Whatever their intent, the rebels might have been grateful to the West, too, for helping free them from a corrupt and brutal dictator. At the very least, having seen Western might used against their foe, they may have been reluctant to test that might again by permitting their country to become a staging ground for terror attacks against Western targets.
The problem now is that no one in Libya feels any gratitude towards the West. And no one around the world fears the Americans.
Both the rebels and Col. Gaddafi will be angry with the West, especially the United States. And no one in any other country will take American threats or pressure seriously. American pronouncements about democracy and freedom and free and fair elections will be assumed to be just so much hot air.
The world may moan about American unilateralism. The French may sniff, and the Brits and Germans and others may wring their hands about American disdain for the UN and other international collectivist organizations. Still, everyone looks to follow the American lead. If the U.S. takes a firm stance and backs its up, others fall into step. They may not always like it, but they do it. And there is a certain stability in international affairs that comes from U.S. clarity and decisiveness.

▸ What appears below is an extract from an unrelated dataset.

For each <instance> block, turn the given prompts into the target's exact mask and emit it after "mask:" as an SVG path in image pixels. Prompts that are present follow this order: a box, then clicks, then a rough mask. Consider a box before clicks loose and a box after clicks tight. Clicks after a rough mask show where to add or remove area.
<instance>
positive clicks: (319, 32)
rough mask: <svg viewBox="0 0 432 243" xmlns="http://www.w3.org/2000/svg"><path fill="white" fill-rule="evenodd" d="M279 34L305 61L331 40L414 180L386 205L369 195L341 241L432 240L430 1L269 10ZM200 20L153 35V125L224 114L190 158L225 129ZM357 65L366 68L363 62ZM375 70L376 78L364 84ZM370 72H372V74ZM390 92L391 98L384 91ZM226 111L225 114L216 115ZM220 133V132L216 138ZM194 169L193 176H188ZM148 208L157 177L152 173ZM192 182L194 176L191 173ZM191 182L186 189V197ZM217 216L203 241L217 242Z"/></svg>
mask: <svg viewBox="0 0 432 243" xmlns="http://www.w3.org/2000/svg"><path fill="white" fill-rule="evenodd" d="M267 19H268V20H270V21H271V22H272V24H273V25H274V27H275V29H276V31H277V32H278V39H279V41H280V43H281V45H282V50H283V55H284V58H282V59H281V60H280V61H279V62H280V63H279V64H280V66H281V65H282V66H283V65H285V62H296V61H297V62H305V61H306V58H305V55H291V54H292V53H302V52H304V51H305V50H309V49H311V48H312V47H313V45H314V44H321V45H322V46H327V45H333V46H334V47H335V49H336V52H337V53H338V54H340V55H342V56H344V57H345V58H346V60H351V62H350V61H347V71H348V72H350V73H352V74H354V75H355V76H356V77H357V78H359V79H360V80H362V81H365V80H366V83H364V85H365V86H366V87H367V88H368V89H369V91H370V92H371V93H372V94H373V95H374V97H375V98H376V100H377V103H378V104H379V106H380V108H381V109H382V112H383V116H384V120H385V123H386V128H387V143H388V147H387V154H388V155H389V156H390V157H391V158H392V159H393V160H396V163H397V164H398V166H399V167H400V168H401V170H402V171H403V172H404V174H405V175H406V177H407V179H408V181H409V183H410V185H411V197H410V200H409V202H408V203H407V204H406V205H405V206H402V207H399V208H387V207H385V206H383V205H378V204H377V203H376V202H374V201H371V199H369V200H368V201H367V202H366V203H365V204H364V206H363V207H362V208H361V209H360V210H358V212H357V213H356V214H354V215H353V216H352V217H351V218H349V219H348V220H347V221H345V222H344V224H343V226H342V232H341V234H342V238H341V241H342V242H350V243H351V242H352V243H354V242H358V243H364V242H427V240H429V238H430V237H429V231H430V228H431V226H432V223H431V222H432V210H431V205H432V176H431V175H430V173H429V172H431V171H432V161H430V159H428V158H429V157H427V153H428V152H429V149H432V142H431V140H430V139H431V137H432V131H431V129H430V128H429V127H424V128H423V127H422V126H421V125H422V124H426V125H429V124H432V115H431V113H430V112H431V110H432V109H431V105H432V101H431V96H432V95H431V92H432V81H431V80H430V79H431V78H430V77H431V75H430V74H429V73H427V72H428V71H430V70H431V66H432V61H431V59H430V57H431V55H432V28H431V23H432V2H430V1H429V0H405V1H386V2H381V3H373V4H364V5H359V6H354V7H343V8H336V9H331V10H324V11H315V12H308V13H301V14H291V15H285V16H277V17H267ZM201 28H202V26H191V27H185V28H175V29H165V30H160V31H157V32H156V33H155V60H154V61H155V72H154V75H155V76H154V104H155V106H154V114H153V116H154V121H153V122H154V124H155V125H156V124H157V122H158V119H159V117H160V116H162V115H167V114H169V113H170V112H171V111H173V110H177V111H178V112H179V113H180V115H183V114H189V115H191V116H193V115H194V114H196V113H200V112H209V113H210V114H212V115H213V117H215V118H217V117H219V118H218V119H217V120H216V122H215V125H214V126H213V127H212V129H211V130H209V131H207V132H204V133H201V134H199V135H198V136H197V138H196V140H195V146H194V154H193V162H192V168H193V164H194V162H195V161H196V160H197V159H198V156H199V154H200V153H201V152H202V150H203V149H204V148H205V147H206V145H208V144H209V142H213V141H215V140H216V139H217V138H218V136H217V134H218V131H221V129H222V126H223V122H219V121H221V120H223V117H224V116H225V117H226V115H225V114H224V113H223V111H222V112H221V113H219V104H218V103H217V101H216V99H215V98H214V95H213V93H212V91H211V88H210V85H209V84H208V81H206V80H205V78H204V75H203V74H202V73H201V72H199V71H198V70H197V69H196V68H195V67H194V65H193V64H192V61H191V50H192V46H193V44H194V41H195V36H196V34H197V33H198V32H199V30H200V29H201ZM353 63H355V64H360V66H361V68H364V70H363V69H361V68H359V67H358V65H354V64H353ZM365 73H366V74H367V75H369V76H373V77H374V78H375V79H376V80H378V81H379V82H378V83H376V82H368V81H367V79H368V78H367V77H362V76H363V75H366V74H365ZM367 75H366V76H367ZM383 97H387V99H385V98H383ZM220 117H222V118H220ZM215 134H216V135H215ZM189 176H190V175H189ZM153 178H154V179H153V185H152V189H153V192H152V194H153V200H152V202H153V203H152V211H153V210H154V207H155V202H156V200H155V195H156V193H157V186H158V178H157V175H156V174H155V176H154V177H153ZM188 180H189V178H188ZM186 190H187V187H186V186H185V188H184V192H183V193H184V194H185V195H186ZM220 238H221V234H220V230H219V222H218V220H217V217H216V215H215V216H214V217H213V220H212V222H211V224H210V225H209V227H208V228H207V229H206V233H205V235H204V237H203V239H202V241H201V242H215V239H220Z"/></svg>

Now, thanks to Barack Carter, we’re back to the point where the worst, most vehemently anti-Western elements feel emboldened. Meanwhile, moderate and pro-Western elements are afraid to stick their heads up because they are justly concerned the Americans won’t back them up. Iran has been lost for a generation thanks to Jimmy Carter’s unwillingness to stand up for moderate, democratic forces in the face of Ayatollah Khomeini’s Islamic revolution. Now in Libya and elsewhere there is a real chance of a repeat under the vacillating Mr. Obama.